En interior hemos calculado una media de 40 gramos por planta porque siempre se suele obtener algo menos que en exterior, debido a las limitaciones de espacio. Obviamente, la cantidad puede variar en función de la genética y de nuestras habilidades como cultivador. Si se hace un cultivo más grande, se obtendrá un mayor ahorro y quizás con un solo cultivo podamos abastecer nuestro consumo anual.

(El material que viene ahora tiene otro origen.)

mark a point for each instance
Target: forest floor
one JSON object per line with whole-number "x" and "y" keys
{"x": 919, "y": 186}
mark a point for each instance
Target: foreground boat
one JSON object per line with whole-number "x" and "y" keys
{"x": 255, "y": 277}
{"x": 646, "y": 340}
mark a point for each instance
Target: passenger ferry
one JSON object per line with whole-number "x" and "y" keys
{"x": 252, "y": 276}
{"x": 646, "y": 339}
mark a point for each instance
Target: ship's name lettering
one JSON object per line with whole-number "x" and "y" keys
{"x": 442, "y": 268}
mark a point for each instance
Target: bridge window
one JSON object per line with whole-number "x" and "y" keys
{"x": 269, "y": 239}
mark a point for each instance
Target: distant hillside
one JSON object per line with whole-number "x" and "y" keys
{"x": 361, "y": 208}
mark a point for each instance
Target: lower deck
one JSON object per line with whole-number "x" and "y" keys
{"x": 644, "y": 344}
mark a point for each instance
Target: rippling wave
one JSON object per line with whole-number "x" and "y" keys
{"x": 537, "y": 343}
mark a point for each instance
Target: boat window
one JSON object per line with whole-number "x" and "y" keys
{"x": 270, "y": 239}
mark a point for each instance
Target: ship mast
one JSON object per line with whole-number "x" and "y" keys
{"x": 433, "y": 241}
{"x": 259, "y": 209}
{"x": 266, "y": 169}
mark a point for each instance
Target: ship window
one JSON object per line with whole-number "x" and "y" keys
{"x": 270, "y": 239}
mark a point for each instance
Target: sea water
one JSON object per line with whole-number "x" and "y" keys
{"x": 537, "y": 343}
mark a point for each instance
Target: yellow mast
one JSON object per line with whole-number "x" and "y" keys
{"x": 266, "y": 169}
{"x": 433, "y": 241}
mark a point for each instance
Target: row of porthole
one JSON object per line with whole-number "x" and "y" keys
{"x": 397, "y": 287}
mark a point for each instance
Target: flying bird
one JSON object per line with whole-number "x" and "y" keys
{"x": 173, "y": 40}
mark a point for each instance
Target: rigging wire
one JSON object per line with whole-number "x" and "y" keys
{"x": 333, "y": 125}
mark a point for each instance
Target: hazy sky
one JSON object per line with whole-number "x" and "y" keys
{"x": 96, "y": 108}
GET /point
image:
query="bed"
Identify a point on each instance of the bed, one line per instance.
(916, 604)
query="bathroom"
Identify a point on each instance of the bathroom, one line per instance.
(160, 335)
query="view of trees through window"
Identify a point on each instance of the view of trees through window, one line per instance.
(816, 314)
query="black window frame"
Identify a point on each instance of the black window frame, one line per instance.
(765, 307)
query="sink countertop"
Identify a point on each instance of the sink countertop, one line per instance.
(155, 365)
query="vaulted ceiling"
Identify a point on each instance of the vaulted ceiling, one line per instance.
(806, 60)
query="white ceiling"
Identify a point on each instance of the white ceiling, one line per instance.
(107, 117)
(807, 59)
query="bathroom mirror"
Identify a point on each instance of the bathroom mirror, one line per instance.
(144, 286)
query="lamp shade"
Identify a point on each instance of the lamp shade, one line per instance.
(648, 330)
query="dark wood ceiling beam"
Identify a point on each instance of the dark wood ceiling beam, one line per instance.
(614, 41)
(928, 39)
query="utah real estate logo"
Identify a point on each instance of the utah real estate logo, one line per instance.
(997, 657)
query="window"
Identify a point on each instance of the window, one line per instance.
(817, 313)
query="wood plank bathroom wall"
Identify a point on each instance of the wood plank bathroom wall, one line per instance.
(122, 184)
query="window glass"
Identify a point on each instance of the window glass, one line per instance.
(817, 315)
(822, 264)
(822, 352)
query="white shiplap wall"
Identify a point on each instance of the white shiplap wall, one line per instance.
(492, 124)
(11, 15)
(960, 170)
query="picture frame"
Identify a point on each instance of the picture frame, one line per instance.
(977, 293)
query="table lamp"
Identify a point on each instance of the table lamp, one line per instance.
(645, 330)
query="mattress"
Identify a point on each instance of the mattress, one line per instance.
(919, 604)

En las fotos podemos ver un cultivo realizado en las mismas condiciones a las expuestas (gracias a nuestro amigo Javi, por dejarnos visitar su jardín), en el que podemos ver cuatro plantas cultivadas bajo LED. Los LED no sólo consumen muy poca electricidad ofreciendo una buena cantidad y calidad de luz, sino que además no emiten apenas calor, una gran ventaja para cultivos de interior (sobre todo en verano).
Cultivar nuestra propia hierba es, sin lugar a dudas, mucho más económico que tener que acudir al mercado negro o a clubes de fumadores de cannabis. Además, la calidad de los cogollos será sin duda superior, ya que seremos nosotros quienes la supervisemos en todo momento, realizando un cultivo sin químicos nocivos y utilizando, si queremos, en su lugar, preventivos naturales como el aceite de neem o el propóleo. Aunque esto, obviamente, conlleva el riesgo de ser denunciado injustamente por cultivar algo para nuestro propio consumo, además de un poco de trabajo regando y observando nuestras plantas durante los tres o cuatro meses de media que puede llevar un cultivo (algo más en exterior si se opta por sativas). ¿Sorprendidos? Sed felices.